Das Parlament hat am Mittwoch einmal mehr die Zauberformel bestätigt – obschon deren Legitimität stetig sinkt. Warum?
Rahel Freiburghaus: Einerseits haben diejenigen, die jetzt an der Macht sind, kein Interesse an einer Veränderung – das käme einer Selbstkasteiung gleich. Andererseits beeinflusst das Wahlverfahren gemäss Anciennitätsprinzip den Ausgang der Wahlen: So konnte es sich etwa die SP nicht erlauben, den Angriff der Grünen voll zu unterstützen, weil die Bürgerlichen mit einer Retourkutsche gedroht haben.
Besteht die Gefahr, dass die Bevölkerung das Vertrauen in den Bundesrat verliert, weil ein beachtlicher Teil der Wähler nicht mehr repräsentiert ist?
Im internationalen Vergleich gibt es praktisch keine Regierung, der die Bevölkerung so viel Vertrauen entgegenbringt wie in der Schweiz.

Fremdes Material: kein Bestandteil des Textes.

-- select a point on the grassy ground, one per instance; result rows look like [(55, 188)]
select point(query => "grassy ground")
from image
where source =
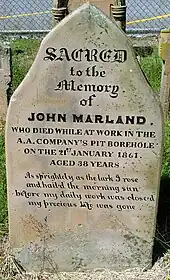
[(23, 52)]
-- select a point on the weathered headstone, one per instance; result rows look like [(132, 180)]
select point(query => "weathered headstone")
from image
[(83, 140), (5, 79)]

Das ist selbst dann so, wenn ein Teil der Bevölkerung – zum Beispiel eine Region oder eine sprachliche Minderheit – über längere Zeit nicht im Bundesrat vertreten ist. Das soll als Einordnung, aber nicht als Ausrede gelten. Die Legitimität der parteipolitischen Zusammensetzung des Bundesrats sinkt zweifellos.
Tatsächlich wächst der Unmut. Mitte-Links kritisiert die FDP/SVP-Mehrheit. Hat die Zauberformel ausgedient?

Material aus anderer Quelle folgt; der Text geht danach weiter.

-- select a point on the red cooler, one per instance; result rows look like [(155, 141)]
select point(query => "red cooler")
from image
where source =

Bereits nach den Wahlen 2019 lud Mitte-Präsident Gerhard Pfister zum Konkordanzgipfel – allerdings erfolglos. Die Mitte ist in dieser Frage im Moment absolut zentral, die Initiative muss von ihr kommen. Wenn sie sich für eine Anpassung der Machtverhältnisse im Bundesrat ausspricht, dann sehe ich Raum für Veränderung. Dafür gibt es bereits erste Anzeichen. Zum Beispiel der Entscheid der Mitte, keinen Kandidaten für das Kanzleramt zu stellen. Das lässt mich vermuten, dass bei der nächsten Einervakanz etwas passieren könnte.
Wie könnte eine neue Zauberformel aussehen?

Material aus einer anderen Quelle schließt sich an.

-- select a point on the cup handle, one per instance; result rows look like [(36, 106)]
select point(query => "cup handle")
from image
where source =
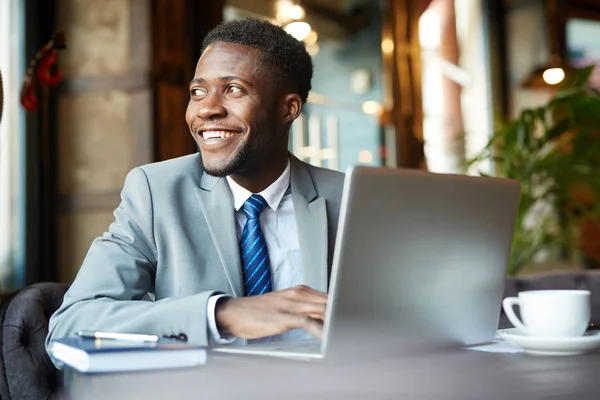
[(508, 305)]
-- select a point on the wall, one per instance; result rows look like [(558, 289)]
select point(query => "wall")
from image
[(332, 98), (104, 116)]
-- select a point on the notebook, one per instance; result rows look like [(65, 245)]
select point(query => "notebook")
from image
[(108, 355)]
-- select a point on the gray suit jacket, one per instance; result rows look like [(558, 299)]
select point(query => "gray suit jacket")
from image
[(174, 236)]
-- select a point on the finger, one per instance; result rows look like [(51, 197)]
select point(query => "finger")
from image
[(312, 326), (313, 310), (304, 293)]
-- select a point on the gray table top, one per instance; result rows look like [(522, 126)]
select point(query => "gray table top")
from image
[(460, 374)]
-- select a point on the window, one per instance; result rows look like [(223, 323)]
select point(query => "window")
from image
[(12, 148)]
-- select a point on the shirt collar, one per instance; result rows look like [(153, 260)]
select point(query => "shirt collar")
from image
[(272, 194)]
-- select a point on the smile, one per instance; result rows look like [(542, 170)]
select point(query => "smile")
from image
[(217, 135)]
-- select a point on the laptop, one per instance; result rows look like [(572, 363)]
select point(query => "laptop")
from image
[(419, 262)]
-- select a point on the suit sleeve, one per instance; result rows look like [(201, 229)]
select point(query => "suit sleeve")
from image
[(118, 271)]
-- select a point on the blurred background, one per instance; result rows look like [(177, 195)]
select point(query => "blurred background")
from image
[(93, 88)]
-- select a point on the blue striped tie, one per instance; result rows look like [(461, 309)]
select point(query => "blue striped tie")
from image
[(255, 258)]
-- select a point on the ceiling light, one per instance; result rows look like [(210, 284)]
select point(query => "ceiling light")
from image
[(312, 49), (298, 29), (311, 38), (553, 76), (296, 12)]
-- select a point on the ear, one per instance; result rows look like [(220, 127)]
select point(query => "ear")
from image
[(292, 107)]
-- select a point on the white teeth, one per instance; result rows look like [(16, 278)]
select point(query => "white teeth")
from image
[(217, 134)]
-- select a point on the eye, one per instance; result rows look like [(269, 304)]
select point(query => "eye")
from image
[(197, 92), (234, 89)]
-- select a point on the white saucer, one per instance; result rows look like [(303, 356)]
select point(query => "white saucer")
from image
[(552, 346)]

Bevor man darüber nachdenkt, welche Partei wie viele Sitze im Bundesrat besetzen soll, muss man die Frage stellen, anhand welcher Grösse man die Repräsentativität des Bundesrats bemisst. Reden wir über den Wähleranteil, die Sitzstärke im Parlament, oder beziehen wir gar noch die Vertretung der Parteien in den Kantonsregierungen mit ein? Wenn man diese Berechnungsgrundlage geklärt hat, kann man eine neue Formel ausarbeiten. Diskutiert werden könnte zum Beispiel, ob man das Wahlergebnis bei den eidgenössischen Wahlen als verbindlichen Schlüssel für die parteipolitische Verteilung der Regierungssitze festlegt. Die Auswahl der Köpfe bliebe weiterhin Sache des Parlaments.
Das hätte zur Folge, dass sich theoretisch alle vier Jahre die Zusammensetzung ändert und Stabilität verloren geht.
Ich finde diese Stabilitätserzählung zunehmend schief. In der Schweiz wird bei einem Wechsel eines Bundesrates ja nicht gleich die ganze Verwaltung ausgewechselt. Ein Blick über die Landesgrenze zeigt, dass Regierungswechsel nicht zu Instabilität führen müssen. Im aktuellen Diskurs wird eine nicht näher definierte Stabilität verklärt – sie ist zum bürgerlichen Totschlagargument geworden und stempelt jede Veränderung als unsinnig ab. So erstickt man jede Diskussion über eine Reform im Keim.
Sie machen unter anderem das Wahlverfahren für fehlende Veränderungen verantwortlich. Braucht es hier Anpassungen?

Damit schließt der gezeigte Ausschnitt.